Improving Prostate Cancer Detection
There is controversy regarding the use of the prostate-specific antigen (PSA) test, a simple blood test, for the diagnosis of prostate cancer.
Some medical groups such as the American Cancer Society support offering PSA testing, but others including the U.S. Preventive Services Task Force (USPSTF) have issued recommendations discouraging the use of PSA testing.
Prostate cancer is the second most common cause of cancer deaths in American men, killing 38,000 men in 2012. Prior to the introduction and adoption of PSA, the majority of prostate cancer was detected because of symptoms of advanced cancer or a nodule found on a digital rectal examination. These symptomatic tumors were usually high grade, advanced and often lethal.
Part of the USPSTF decision was based on the widespread application of the PSA test to the population resulting in a high proportion of men needing to be screened and treated in order to save one life. In order to be effective and to minimize the risks of overdiagnosis and overtreatment, prostate cancer testing must be individualized based on a man’s risk factors. This is especially important for at-risk populations such as African-American men and those with a family history of the disease.
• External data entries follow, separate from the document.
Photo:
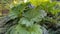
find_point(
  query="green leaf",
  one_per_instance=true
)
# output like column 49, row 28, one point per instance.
column 35, row 14
column 26, row 22
column 35, row 29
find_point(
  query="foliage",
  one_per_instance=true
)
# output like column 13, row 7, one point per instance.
column 34, row 17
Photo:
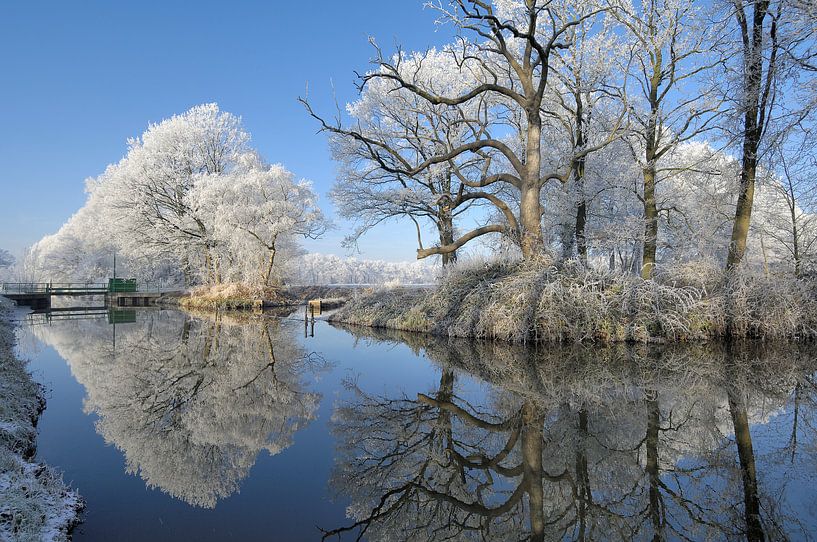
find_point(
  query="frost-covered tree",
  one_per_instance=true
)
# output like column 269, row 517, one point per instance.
column 510, row 58
column 769, row 85
column 261, row 207
column 393, row 131
column 6, row 259
column 672, row 53
column 148, row 189
column 191, row 202
column 322, row 269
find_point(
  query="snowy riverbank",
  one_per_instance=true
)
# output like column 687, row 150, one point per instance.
column 35, row 503
column 523, row 302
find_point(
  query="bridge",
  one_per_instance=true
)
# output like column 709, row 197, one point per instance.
column 117, row 292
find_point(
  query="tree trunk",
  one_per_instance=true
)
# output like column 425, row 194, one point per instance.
column 445, row 226
column 753, row 60
column 270, row 264
column 530, row 206
column 650, row 223
column 743, row 213
column 581, row 221
column 578, row 176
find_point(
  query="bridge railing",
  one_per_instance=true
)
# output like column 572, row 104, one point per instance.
column 52, row 287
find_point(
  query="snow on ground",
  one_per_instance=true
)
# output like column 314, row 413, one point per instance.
column 35, row 503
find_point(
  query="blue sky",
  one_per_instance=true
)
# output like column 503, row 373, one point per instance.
column 78, row 78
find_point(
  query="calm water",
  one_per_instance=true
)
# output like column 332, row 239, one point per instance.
column 175, row 427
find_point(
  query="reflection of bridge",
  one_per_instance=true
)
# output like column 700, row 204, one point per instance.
column 38, row 294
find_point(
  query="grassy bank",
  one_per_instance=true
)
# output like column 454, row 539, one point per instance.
column 235, row 296
column 533, row 302
column 35, row 504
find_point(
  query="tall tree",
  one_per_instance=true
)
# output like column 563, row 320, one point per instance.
column 672, row 50
column 774, row 57
column 510, row 61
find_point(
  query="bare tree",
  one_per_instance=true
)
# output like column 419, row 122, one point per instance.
column 672, row 48
column 775, row 50
column 511, row 62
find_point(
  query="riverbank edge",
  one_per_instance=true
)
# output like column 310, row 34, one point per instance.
column 530, row 303
column 234, row 297
column 35, row 503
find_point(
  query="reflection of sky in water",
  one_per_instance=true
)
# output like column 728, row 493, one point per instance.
column 284, row 496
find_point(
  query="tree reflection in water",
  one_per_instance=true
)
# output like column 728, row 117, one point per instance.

The benefits of PSA testing are decreased in older patients and those with other significant health problems that limit their lifespan. Another issue with the PSA test is that it can be altered by infection and prostate enlargement making it less specific for cancer diagnosis. With the recent controversy regarding PSA testing, the field of urology is in need of new techniques for identifying prostate cancer.
Recent work in Dr. David Jarrard’s laboratory takes advantage of one underutilized aspect of prostate cancer. Many cancers, including head and neck and bladder, are associated with molecular changes not only in the tumor but in the associated "normal appearing" tissues. This field defect may lead to cancer recurrence, but also helps to explain the frequent development of multifocal cancer seen in the prostate.
A recent study examining DNA methylation, an alteration that occurs on DNA, was performed in men with cancer and on prostate tissue from men without cancer. Screening 385,000 regions, we found 674 were altered in tumor-associated prostate tissues when compared to men without cancer.
Of interest, the distance away from the tumor did not change the extent of the methylation change. These changes were then validated in normal appearing biopsy tissue from a separate group of patients and it was found to identify those patients with cancer elsewhere in the prostate.
This new test has the potential to improve our ability to find cancer and reduce the number of biopsies required to detect it. It will decrease the need for repeated prostate biopsies, a procedure associated with cost and some risk. Furthermore, these changes may also appear in the prostate cells that are shed in the urine. Ongoing studies suggest this may lead to the development of a new method for cancer detection.
Finally, further research into this finding will likely yield additional understanding regarding how prostate cancer develops and better ways to prevent it.